Image to Image Translation for Domain Adaptation (1712.00479v1)

Abstract: We propose a general framework for unsupervised domain adaptation, which allows deep neural networks trained on a source domain to be tested on a different target domain without requiring any training annotations in the target domain. This is achieved by adding extra networks and losses that help regularize the features extracted by the backbone encoder network. To this end we propose the novel use of the recently proposed unpaired image-toimage translation framework to constrain the features extracted by the encoder network. Specifically, we require that the features extracted are able to reconstruct the images in both domains. In addition we require that the distribution of features extracted from images in the two domains are indistinguishable. Many recent works can be seen as specific cases of our general framework. We apply our method for domain adaptation between MNIST, USPS, and SVHN datasets, and Amazon, Webcam and DSLR Office datasets in classification tasks, and also between GTA5 and Cityscapes datasets for a segmentation task. We demonstrate state of the art performance on each of these datasets.

• The paper introduces a novel framework that uses unpaired image-to-image translation for unsupervised domain adaptation.
• It employs adversarial, identity, and cycle consistency losses to create a shared, domain-agnostic feature space.
• The method achieves state-of-the-art results on digit classification, object recognition, and semantic segmentation tasks.

Image to Image Translation for Domain Adaptation

Overview

The paper "Image to Image Translation for Domain Adaptation" presents a framework to enhance unsupervised domain adaptation. The core idea is to leverage deep neural networks trained on a labeled source domain to perform effectively on an unlabeled target domain. This framework introduces a novel approach using unpaired image-to-image translation to regularize and constrain the features extracted by the encoder network. The proposed system amalgamates several existing domain adaptation techniques, using a combination of auxiliary networks and loss functions to ensure that the learned representations are domain-agnostic and discriminatively robust.

Methodology

The framework's central concept is to create a shared latent space, wherein features from the source and target domains are domain-agnostic. The approach consists of several key components:

1. Domain Agnostic Feature Extraction: Features from both domains should be indistinguishable. This is enforced through adversarial learning with a discriminator network attempting to classify which domain a feature belongs to.
2. Domain Specific Reconstruction: Features are required to be rich enough to allow reconstruction into source and target domains, thereby preserving core information while discarding domain-specific nuisances.
3. Cycle Consistency: Ensures that transformations maintain the semantic integrity of images across domains, regularizing potential mappings and preventing collapse into trivial solutions.

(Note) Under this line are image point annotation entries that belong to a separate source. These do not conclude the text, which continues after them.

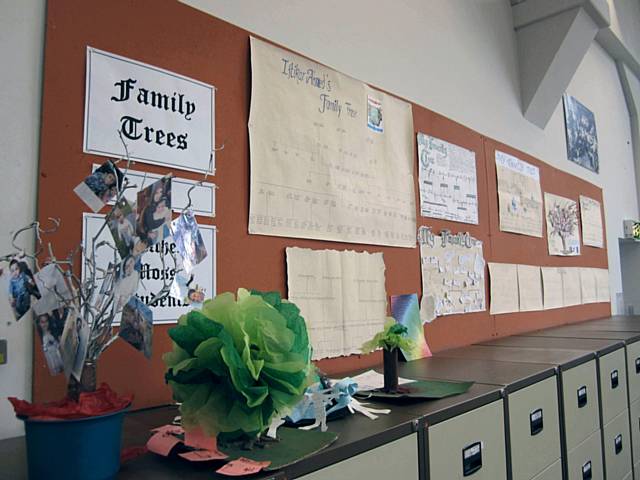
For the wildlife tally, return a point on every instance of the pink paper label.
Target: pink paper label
(162, 443)
(203, 455)
(242, 466)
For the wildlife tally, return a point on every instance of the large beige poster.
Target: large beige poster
(331, 158)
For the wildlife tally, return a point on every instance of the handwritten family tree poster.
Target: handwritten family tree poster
(331, 158)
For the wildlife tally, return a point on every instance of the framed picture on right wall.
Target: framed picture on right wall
(582, 138)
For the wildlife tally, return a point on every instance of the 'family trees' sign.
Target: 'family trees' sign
(164, 118)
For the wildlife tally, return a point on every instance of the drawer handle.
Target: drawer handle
(535, 421)
(471, 459)
(582, 396)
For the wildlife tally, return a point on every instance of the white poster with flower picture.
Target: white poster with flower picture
(563, 234)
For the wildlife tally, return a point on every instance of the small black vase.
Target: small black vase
(390, 358)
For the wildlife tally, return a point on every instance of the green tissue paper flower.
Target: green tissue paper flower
(237, 364)
(393, 336)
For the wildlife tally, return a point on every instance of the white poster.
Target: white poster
(519, 195)
(448, 183)
(591, 217)
(151, 272)
(331, 158)
(341, 295)
(165, 118)
(563, 234)
(452, 274)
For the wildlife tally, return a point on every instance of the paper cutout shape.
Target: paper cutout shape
(54, 291)
(242, 466)
(22, 288)
(188, 240)
(122, 225)
(404, 308)
(162, 443)
(50, 327)
(154, 212)
(73, 344)
(137, 326)
(101, 186)
(203, 455)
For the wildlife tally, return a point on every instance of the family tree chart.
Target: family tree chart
(331, 158)
(341, 295)
(448, 183)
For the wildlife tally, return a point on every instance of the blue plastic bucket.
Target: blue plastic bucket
(85, 448)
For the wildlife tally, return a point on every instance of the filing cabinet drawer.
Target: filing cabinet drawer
(633, 370)
(617, 447)
(534, 428)
(580, 402)
(552, 472)
(397, 460)
(613, 384)
(634, 422)
(469, 445)
(584, 462)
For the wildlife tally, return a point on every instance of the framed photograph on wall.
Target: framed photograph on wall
(582, 138)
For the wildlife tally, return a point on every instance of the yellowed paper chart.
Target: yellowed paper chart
(588, 285)
(552, 287)
(530, 288)
(602, 284)
(591, 216)
(519, 195)
(571, 288)
(452, 275)
(341, 295)
(504, 288)
(563, 234)
(331, 158)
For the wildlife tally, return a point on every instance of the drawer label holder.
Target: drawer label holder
(614, 379)
(471, 459)
(536, 421)
(582, 396)
(618, 443)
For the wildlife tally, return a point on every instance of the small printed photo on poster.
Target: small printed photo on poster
(126, 282)
(187, 291)
(374, 115)
(101, 186)
(50, 326)
(22, 288)
(121, 222)
(53, 289)
(73, 344)
(188, 240)
(154, 211)
(137, 326)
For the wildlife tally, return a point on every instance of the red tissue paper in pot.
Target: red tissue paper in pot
(90, 404)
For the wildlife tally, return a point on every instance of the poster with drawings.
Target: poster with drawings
(448, 182)
(452, 274)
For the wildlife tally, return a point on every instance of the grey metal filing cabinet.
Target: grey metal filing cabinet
(463, 436)
(617, 447)
(397, 459)
(578, 392)
(531, 404)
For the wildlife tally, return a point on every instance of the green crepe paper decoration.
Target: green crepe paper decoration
(427, 389)
(293, 446)
(393, 336)
(235, 365)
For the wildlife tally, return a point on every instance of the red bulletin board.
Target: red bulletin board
(175, 37)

The method orchestrates these elements with a combination of losses:

• Identity Loss for maintaining essential information from both domains.
• Translation and Cycle-consistency Losses to enforce semantic-aware translation between domains.
• Classification Loss to impose discriminability on features represented in the latent space.

Experiments and Results

The framework is evaluated on several datasets including MNIST, USPS, SVHN (digit classification), Office datasets (object recognition), and GTA5 to Cityscapes (semantic segmentation). The performance metrics reveal superior results compared to existing approaches:

• Digit Classification: Achieved higher accuracy across different domain adaptation tasks, notably improving results on difficult tasks like SVHN → MNIST adaptation.
• Office Datasets: Outperformed state-of-the-art methods on domain shifts between Amazon, DSLR, and Webcam image sets.
• Driving Scenes Segmentation: Showed significant improvement in Mean Intersection over Union (mIoU) when adapting from synthetic GTA5 images to real-world Cityscapes images.

The framework effectively combines domain adaptation with image-to-image translation, leading to robust cross-domain performance improvements.

Implications and Future Directions

This research has significant implications for tasks where labeled target domain data is scarce or unavailable. It demonstrates that integrating domain adaptation with generative models can mitigate domain shift while preserving essential semantic content. The framework sets the stage for future exploration into more complex domain adaptation scenarios, including semi-supervised and unsupervised tasks, with possible extensions to video domain adaptation and more intricate network architectures. Future work may involve refining the translation capabilities and exploring novel discriminative mechanisms to further enhance domain robustness. The ongoing evolution of encoder-decoder architectures could also be instrumental in applying this adaptation methodology effectively across broader applications in AI and computer vision.